Conventional Treatments for Bacterial Infections: Antibiotics and Resistant Bacteria
Antibiotics are the mainstay of bacterial treatment (Archer 2004). The goal of these drugs is to kill invading bacteria without harming the host. Antibiotic effectiveness depends on mechanism of action, drug distribution, site of infection, immune status of the host, and resistance factors of bacteria (Archer 2004; Roden 2004).
Antibiotics work through several mechanisms. Some (such as vancomycin and penicillin) inhibit formation of bacterial cell walls. Erythromycin, tetracycline, and chloramphenicol interrupt protein synthesis. Still others inhibit bacterial metabolism (sulfa drugs) or interfere with DNA synthesis (ciprofloxacin, rifampin) and/or cell membrane permeability (polymyxin b) (Conte 2002).
When antibiotics were discovered in the 1940s, they were incredibly effective in bacterial infection treatment. Over time, however, many antibiotics have lost effectiveness against common bacterial infections because of increasing drug resistance (Barie 1998; Domin 1998). Bacteria may be naturally resistant to different classes of antibiotics or may acquire resistance from other bacteria through exchange of resistant genes. Indiscriminate, inappropriate, and prolonged use of antibiotics have selected out the most antibiotic-resistant bacteria (Petrosillo 2002; van der Waaij 2000). Antibiotic-resistant strains have emerged in hospitals, long-term care facilities, and communities worldwide (Flaherty 1996; Jacobs 1999; Levin 2003).

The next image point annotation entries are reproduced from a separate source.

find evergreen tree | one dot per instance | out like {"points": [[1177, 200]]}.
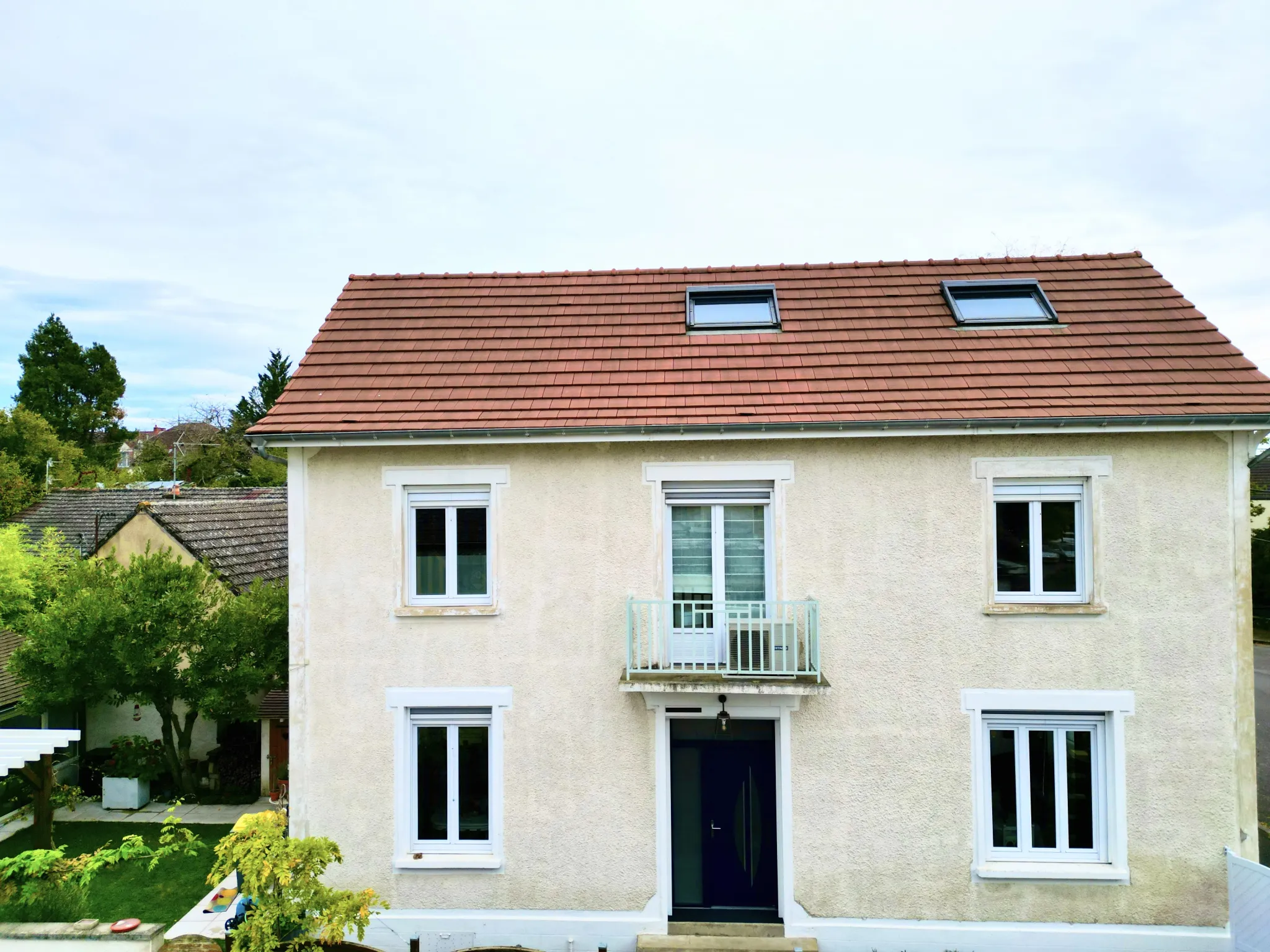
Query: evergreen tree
{"points": [[76, 390], [266, 392]]}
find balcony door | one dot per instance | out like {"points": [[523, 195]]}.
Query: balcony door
{"points": [[719, 564]]}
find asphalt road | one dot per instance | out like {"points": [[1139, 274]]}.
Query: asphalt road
{"points": [[1261, 666]]}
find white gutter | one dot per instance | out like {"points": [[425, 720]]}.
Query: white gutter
{"points": [[771, 431]]}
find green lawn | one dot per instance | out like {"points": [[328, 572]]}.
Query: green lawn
{"points": [[131, 890]]}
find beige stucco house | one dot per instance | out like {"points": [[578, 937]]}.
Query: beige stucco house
{"points": [[893, 606]]}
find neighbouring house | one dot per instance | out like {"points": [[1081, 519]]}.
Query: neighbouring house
{"points": [[184, 436], [889, 606], [242, 534]]}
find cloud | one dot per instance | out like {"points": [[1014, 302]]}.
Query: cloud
{"points": [[206, 177]]}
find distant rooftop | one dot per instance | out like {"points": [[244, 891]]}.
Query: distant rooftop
{"points": [[243, 540], [89, 517]]}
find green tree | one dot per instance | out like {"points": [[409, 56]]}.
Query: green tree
{"points": [[153, 461], [155, 632], [78, 390], [27, 443], [266, 392], [282, 875], [31, 578]]}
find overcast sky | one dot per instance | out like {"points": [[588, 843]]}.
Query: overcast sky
{"points": [[192, 184]]}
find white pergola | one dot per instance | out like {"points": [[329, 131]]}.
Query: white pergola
{"points": [[18, 747]]}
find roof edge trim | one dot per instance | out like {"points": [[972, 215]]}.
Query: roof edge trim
{"points": [[773, 431]]}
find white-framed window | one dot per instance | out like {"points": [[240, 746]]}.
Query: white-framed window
{"points": [[451, 778], [448, 777], [1048, 780], [448, 546], [1041, 541], [1047, 787], [721, 541]]}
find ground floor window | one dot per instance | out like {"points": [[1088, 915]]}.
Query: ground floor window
{"points": [[451, 776], [448, 777], [1046, 786], [1048, 774]]}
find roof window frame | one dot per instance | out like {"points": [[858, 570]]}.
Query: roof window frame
{"points": [[950, 288], [696, 291]]}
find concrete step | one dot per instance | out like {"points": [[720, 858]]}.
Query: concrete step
{"points": [[766, 931], [724, 943]]}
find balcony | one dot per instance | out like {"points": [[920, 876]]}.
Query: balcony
{"points": [[716, 640]]}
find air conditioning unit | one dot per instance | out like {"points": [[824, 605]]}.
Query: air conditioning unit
{"points": [[760, 646]]}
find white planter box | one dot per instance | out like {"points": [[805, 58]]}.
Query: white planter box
{"points": [[125, 792]]}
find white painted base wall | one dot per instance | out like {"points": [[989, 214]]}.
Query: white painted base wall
{"points": [[574, 931], [106, 723]]}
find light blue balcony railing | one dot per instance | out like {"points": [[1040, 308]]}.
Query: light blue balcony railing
{"points": [[746, 639]]}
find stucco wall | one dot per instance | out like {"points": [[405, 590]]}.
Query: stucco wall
{"points": [[139, 534], [106, 723], [889, 536]]}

For example, S. aureus is a common bacterial pathogen that causes pneumonia, skin and urinary tract infections, as well as blood and surgical site infections. Some strains that are resistant to all current antibiotics, including vancomycin, have emerged in the United States and Japan. Antibiotic-resistant organisms lead to increased hospitalizations, health costs, and mortality (Amsden 2004; Apfalter 2003; Austin 1999; Baggett 2004; Barie 1998; Bonten 2001; Borer 2002; Tasota 1998).
Besides increased drug resistance, high-dose and prolonged antimicrobial therapy can eliminate helpful bacterial flora and predispose people to infection (Carson 2003; Guarner 2003). A common adverse effect of antibiotics is diarrhea, which can lead to loss of essential vitamins and minerals, especially vitamin K, magnesium, and zinc (Briend 1988; Brunser 1977; Fontaine 1996; Guerrant 2000). Other adverse effects of antibiotic therapy include vitamin deficiencies, seizures, allergic shock (in people who are allergic to antibiotics), autoimmune disease, decreased platelets, kidney injury, drug/drug interaction, and death (Roden 2004).
What You Have Learned So Far...
- Bacteria can be found colonizing every surface of our environment(s), and some even live inside our digestive, respiratory, and genitourinary tracts. Bacteria can be either beneficial or harmful.
- A compromised immune system raises the risk of infection from harmful bacteria. Also, advanced age, a genetic predisposition, or compromised nutritional status can raise the risk of bacterial infection.
- Bacteria can cause a wide range of illnesses, from gastrointestinal upset and skin disorders to life-threatening illnesses that require immediate attention. Dangerous bacteria that cause illness include Streptococcus species, E. coli, and salmonella. Bacterial illnesses include diarrhea, respiratory illness, and pneumonia.
- The mainstay of bacterial infection treatment is antibiotics. While antibiotics work in the majority of cases, indiscriminate use of antibiotics has resulted in the emergence of drug-resistant bacteria.
- A healthy immune system and proper nutritional status can help stave off bacterial infection or improve the immune response to infection. An inflammatory immune response to bacterial infection can result in further injury to cells and tissues.